Now that we have slam-dunk evidence that Mars was once a wet and likely temperate place, astrobiologists are pondering the implications for ancient Martian life. One new study says the Red Planet has even more habitable space than Earth — albeit underground.
Led by Charley Lineweaver at the Australian National University, researchers compared models of temperature and pressure conditions on Earth with those on Mars, extrapolating how much of Mars might be amenable to hosting Earth-like organisms. Life occupies just one percent of Earth, if you consider the entire planet’s volume from the core to the stratosphere. But apparently three percent of Mars could be habitable, Lineweaver said.

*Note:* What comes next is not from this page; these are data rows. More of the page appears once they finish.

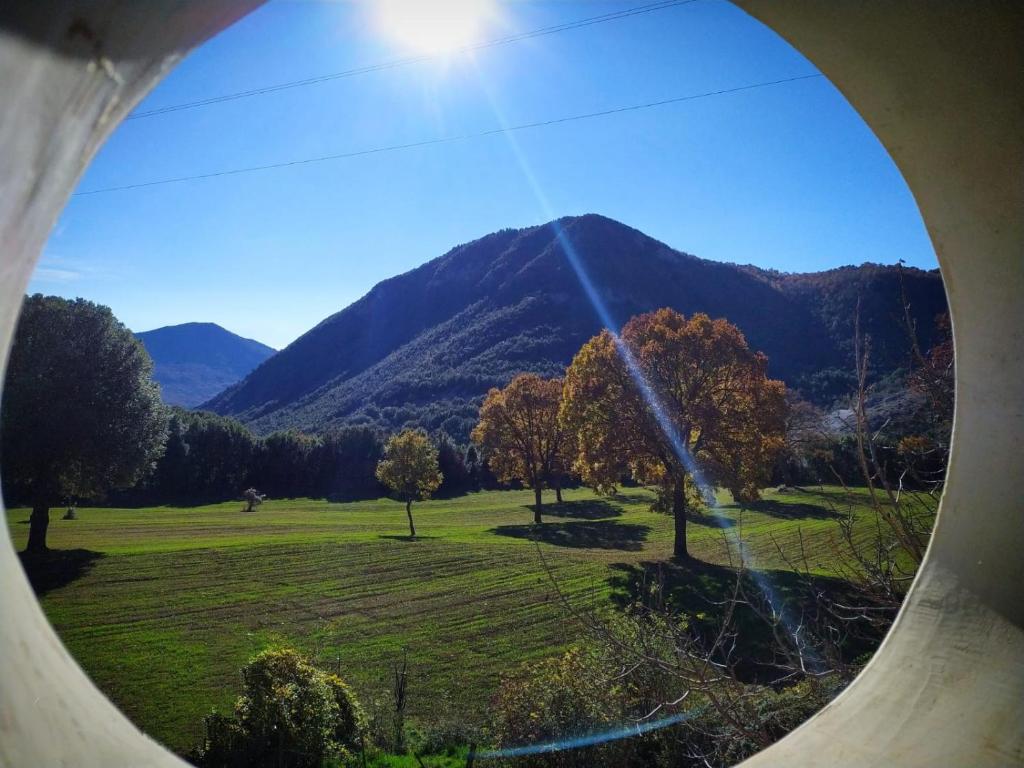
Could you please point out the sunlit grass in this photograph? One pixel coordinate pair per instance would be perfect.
(163, 605)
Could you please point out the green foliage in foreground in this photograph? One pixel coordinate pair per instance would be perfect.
(291, 716)
(163, 606)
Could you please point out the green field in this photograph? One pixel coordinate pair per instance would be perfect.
(163, 605)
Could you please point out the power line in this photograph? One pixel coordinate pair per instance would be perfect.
(610, 16)
(449, 139)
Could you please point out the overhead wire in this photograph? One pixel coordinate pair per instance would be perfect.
(450, 139)
(589, 22)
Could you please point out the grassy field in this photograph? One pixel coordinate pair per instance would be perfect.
(163, 605)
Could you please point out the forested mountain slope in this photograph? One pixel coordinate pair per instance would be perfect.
(196, 360)
(422, 348)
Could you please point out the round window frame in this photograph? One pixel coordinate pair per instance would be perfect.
(942, 87)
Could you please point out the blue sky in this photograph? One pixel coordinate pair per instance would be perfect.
(786, 177)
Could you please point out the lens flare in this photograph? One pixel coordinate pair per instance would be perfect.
(433, 27)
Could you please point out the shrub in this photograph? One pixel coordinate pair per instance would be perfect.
(292, 715)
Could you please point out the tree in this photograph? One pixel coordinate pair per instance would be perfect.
(520, 432)
(292, 715)
(410, 469)
(669, 396)
(253, 499)
(81, 413)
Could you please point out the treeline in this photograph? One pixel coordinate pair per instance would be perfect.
(210, 458)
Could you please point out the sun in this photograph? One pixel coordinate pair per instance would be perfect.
(434, 27)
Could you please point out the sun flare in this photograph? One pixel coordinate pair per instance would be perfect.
(434, 27)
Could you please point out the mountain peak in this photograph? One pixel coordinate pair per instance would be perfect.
(193, 361)
(422, 348)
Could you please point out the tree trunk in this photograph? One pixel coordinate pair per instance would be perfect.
(679, 513)
(38, 523)
(409, 511)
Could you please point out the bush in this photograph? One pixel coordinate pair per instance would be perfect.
(292, 715)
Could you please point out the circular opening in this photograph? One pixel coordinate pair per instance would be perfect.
(597, 525)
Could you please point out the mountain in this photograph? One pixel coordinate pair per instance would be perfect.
(422, 348)
(196, 360)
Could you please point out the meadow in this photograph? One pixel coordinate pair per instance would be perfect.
(163, 605)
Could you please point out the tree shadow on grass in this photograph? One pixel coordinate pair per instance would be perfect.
(56, 567)
(711, 520)
(584, 509)
(406, 538)
(582, 535)
(704, 592)
(792, 510)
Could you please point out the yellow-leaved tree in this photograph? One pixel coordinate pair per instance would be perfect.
(521, 435)
(673, 397)
(410, 469)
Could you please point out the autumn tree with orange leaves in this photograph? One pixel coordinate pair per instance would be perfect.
(521, 435)
(668, 390)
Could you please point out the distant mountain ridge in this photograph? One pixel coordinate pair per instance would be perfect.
(194, 361)
(422, 348)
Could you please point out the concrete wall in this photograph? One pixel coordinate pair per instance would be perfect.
(942, 86)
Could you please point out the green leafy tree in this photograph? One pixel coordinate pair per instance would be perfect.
(292, 715)
(410, 469)
(81, 413)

Most of this comfortable space is underground, where there would be sufficient pressure and warmth to hold liquid water and perhaps some toasty microbes.
Although the Phoenix lander found ice at the north pole, modern Mars’ surface is too low-pressure to hold on to liquid water, and it’s too cold (average about -81 °F) for water or life as we know it. But nestled underneath the planet’s crust, the habitat could be much more friendly, Lineweaver told AFP.
Lineweaver said his study uses decades of data from a host of Mars missions and compiles information about several sites, rather than just one or two areas. “There are large regions of Mars that are compatible with terrestrial life,” he said.
The Mars Science Laboratory, en route to the planet for an August arrival, is designed to help answer some of these questions. It has several instruments for examining the chemical composition of rocks inside Gale Crater, a region believed to once host flowing water. The Curiosity rover also has some instruments designed to look for the chemical ingredients of life.
The Australian study was published in the journal Astrobiology.